Eugénia Cunha liderava, em 2006, uma equipa de cientistas que pretendia fazer alguma luz sobre a vida e morte do primeiro monarca português, através do estudo dos seus ossos. Seria a primeira vez desde o reinado de D. Miguel, no século XIX, que o sepulcro d’O Conquistador seria aberto.
O projecto poderia revelar que D. Afonso Henriques afinal era baixo e franzino (e não “gigante”, como lhe chamavam), que tipo de alimentação tinha, se padecia de alguma doença, entre outras informações, mas o Ministério da Cultura travou a investigação quando muitos já a davam como certa.
Comparação “inevitável”
Eugénia Cunha integra um projecto europeu sobre sobreposição facial – uma das muitas técnicas que demonstraram que os ossos encontrados eram mesmo de Ricardo III, morto no campo de batalha há mais de 500 anos – no qual está envolvida Caroline Wilkinson, da Universidade de Dundee, que participou na investigação em Inglaterra.
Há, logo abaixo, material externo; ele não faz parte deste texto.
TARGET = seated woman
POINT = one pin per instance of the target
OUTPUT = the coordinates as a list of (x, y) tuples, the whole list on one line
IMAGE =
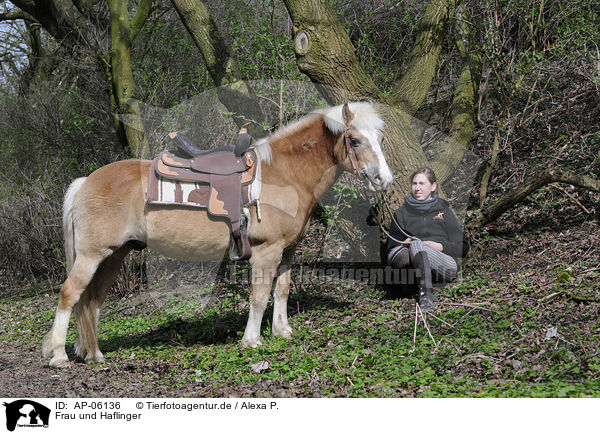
[(425, 236)]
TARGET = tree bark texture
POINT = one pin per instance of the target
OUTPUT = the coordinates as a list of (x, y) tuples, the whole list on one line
[(463, 111), (411, 90), (232, 90), (128, 111)]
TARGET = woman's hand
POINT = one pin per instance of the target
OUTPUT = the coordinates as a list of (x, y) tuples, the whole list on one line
[(433, 244)]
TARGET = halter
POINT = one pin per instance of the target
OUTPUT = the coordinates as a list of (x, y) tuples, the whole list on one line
[(350, 153)]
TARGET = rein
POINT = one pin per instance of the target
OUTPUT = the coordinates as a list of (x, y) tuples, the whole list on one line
[(383, 199)]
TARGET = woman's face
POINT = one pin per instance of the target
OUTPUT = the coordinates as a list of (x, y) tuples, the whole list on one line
[(422, 188)]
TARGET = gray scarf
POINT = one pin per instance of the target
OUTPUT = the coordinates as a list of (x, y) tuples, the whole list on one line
[(422, 205)]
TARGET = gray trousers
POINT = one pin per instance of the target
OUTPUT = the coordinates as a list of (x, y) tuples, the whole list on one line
[(443, 267)]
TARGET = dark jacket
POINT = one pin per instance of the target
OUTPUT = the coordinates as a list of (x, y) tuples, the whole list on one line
[(439, 224)]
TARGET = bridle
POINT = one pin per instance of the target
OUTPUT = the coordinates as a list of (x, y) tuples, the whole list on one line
[(352, 156), (381, 199)]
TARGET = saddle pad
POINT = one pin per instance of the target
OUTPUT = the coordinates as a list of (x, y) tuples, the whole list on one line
[(164, 191)]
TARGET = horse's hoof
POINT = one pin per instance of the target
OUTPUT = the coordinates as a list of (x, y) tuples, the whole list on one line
[(96, 358), (46, 347), (251, 344), (285, 332), (59, 362)]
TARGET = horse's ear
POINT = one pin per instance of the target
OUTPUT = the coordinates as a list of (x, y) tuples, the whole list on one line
[(347, 115)]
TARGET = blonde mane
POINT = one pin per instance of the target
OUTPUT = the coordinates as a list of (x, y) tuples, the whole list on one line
[(365, 117)]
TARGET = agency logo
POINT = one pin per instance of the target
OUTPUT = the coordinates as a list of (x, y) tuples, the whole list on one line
[(26, 414)]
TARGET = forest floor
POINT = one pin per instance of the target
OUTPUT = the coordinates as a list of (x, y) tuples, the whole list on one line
[(523, 321)]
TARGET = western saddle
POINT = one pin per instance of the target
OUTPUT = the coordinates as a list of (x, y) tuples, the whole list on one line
[(221, 180)]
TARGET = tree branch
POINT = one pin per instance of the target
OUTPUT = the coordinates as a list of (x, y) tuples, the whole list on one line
[(411, 90), (17, 15), (232, 90), (464, 104), (140, 17), (506, 202)]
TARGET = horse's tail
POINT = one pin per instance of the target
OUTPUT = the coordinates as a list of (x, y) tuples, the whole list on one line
[(68, 222)]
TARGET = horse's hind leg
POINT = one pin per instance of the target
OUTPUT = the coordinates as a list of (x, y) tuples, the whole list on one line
[(87, 310), (281, 327), (79, 277)]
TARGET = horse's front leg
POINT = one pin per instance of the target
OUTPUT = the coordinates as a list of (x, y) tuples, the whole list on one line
[(264, 261), (281, 326)]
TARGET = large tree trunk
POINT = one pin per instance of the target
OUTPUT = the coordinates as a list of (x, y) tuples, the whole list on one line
[(411, 90), (326, 55), (233, 92), (126, 108), (449, 153)]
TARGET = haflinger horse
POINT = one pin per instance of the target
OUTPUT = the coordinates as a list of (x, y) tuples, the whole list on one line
[(106, 215)]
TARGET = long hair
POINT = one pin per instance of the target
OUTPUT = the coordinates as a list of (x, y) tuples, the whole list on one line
[(428, 172)]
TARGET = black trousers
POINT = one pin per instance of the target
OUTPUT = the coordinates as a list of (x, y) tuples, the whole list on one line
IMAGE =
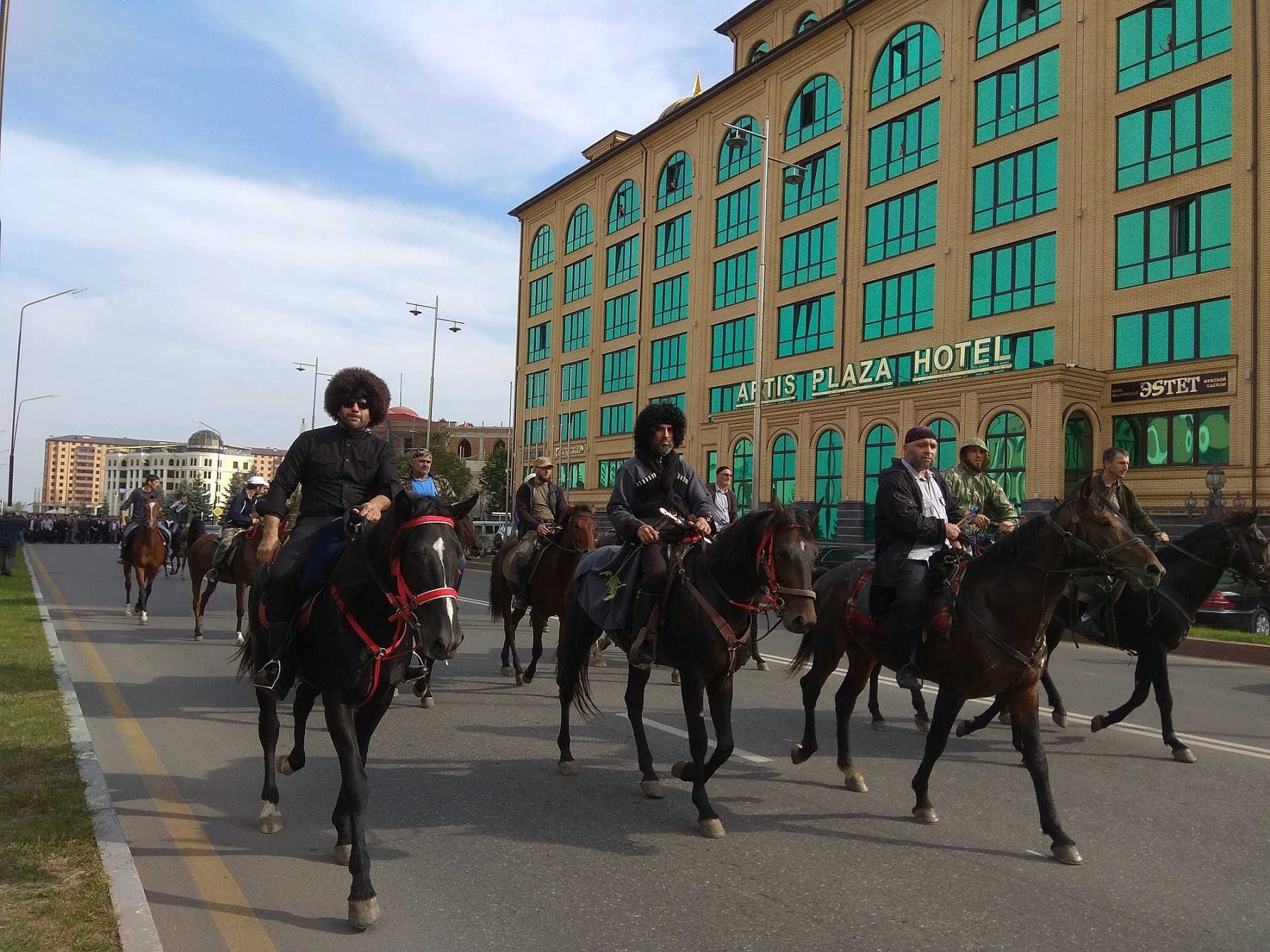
[(906, 609)]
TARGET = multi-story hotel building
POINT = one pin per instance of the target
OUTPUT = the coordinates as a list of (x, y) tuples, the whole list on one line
[(1026, 220)]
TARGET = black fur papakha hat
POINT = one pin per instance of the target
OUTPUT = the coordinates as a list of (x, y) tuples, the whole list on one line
[(351, 383), (653, 416)]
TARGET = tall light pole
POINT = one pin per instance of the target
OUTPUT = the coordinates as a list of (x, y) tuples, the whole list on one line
[(740, 138), (17, 367), (455, 326)]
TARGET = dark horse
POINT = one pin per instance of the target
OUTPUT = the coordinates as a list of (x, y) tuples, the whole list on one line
[(549, 589), (995, 645), (762, 560), (391, 592), (146, 555), (1152, 624)]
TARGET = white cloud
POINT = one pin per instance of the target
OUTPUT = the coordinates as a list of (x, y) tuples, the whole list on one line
[(203, 288), (492, 94)]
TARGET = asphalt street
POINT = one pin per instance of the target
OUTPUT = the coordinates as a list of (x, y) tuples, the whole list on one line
[(477, 842)]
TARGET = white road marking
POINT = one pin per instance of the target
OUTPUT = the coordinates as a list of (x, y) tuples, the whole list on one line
[(1139, 729)]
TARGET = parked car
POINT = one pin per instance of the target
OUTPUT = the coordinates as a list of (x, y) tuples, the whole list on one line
[(1238, 604)]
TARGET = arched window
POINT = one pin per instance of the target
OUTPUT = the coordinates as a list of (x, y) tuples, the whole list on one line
[(829, 484), (911, 59), (815, 111), (746, 154), (879, 454), (1005, 22), (1008, 454), (784, 469), (945, 434), (743, 474), (544, 248), (582, 229), (676, 182), (624, 210)]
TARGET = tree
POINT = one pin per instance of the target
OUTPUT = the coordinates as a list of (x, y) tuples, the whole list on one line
[(493, 479)]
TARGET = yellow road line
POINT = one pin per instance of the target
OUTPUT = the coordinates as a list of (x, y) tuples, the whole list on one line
[(229, 908)]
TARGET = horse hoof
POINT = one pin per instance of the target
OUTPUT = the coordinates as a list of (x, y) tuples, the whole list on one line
[(925, 815), (364, 913), (711, 828), (1068, 854)]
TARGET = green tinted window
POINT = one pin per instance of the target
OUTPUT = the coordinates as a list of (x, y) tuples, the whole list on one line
[(806, 326), (1188, 236), (1174, 136), (1012, 277), (809, 254), (910, 60), (1017, 187), (732, 344), (1005, 22), (736, 278), (899, 304), (902, 224), (737, 213), (1017, 97), (1167, 34), (671, 300), (906, 142)]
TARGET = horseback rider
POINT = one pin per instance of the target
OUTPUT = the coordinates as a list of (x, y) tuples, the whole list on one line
[(136, 503), (541, 509), (422, 481), (1115, 493), (976, 493), (239, 518), (656, 479), (915, 517), (341, 467)]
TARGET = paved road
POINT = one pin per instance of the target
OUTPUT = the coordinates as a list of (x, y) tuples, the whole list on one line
[(478, 843)]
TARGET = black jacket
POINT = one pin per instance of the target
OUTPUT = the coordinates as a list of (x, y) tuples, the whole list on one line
[(899, 522), (338, 470)]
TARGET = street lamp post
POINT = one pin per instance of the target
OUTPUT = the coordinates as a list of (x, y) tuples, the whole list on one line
[(17, 367), (455, 326), (737, 138)]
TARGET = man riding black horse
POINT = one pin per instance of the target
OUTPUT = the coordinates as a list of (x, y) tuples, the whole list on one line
[(656, 479), (341, 469)]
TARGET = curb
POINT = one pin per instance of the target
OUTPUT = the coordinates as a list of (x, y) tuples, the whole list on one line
[(138, 931)]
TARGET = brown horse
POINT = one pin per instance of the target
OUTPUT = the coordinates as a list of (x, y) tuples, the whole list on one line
[(996, 644), (146, 555), (549, 589), (198, 556)]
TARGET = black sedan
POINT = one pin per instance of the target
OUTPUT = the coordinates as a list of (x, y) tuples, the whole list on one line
[(1238, 604)]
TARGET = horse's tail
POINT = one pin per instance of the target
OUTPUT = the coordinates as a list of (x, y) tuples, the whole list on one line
[(578, 633)]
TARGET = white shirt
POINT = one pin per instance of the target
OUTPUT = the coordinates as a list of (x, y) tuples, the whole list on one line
[(933, 504)]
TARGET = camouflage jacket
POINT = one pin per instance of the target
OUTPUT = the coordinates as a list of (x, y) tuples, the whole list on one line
[(978, 490)]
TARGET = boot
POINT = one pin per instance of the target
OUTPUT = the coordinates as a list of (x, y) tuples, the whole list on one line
[(644, 650)]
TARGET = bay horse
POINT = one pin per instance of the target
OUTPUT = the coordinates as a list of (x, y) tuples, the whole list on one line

Ao telefone a partir de Madrid, onde participa num encontro do projecto europeu, Eugénia Cunha diz que falou sobre a sua investigação com Wilkinson. A comparação é “um bocado inevitável”, confessa. “Quem tiver um bocadinho de memória, pode pensar que isso poderia ser feito [em Portugal].”
A professora da Universidade de Coimbra lembra que, ao contrário do caso inglês, em Portugal “sabe-se onde ele [D. Afonso Henriques] está”. Ou onde se supõe que esteja: “[A conclusão da Universidade de Leicester] ajuda-me a perceber que talvez tenha havido algum receio de não ser encontrado o rei [Afonso Henriques] no sítio onde é suposto estar.”
Para Eugénia Cunha, abrir o túmulo de Afonso Henriques é, para muitos, um salto para o desconhecido. “É capaz de ser isso que confunde um bocado as pessoas. Pensar: ‘e se não é [o esqueleto de D. Afonso Henriques]?'”, reflecte. Algo só verificável pela análise dos ossos: “Da mesma maneira que Ricardo III tinha uma escoliose, o Afonso Henriques tinha uma fractura antiga numa perna”.
A especialista não acredita, porém, que os restos mortais de Afonso I não estejam no Mosteiro de Santa Cruz, em Coimbra. “Acho que ele está lá. Continuo a achar que não está numa sepultura digna, porque aquilo por dentro está muito mal conservado, é só bonito por fora. Era uma medida de conservação e de preservação também”, diz.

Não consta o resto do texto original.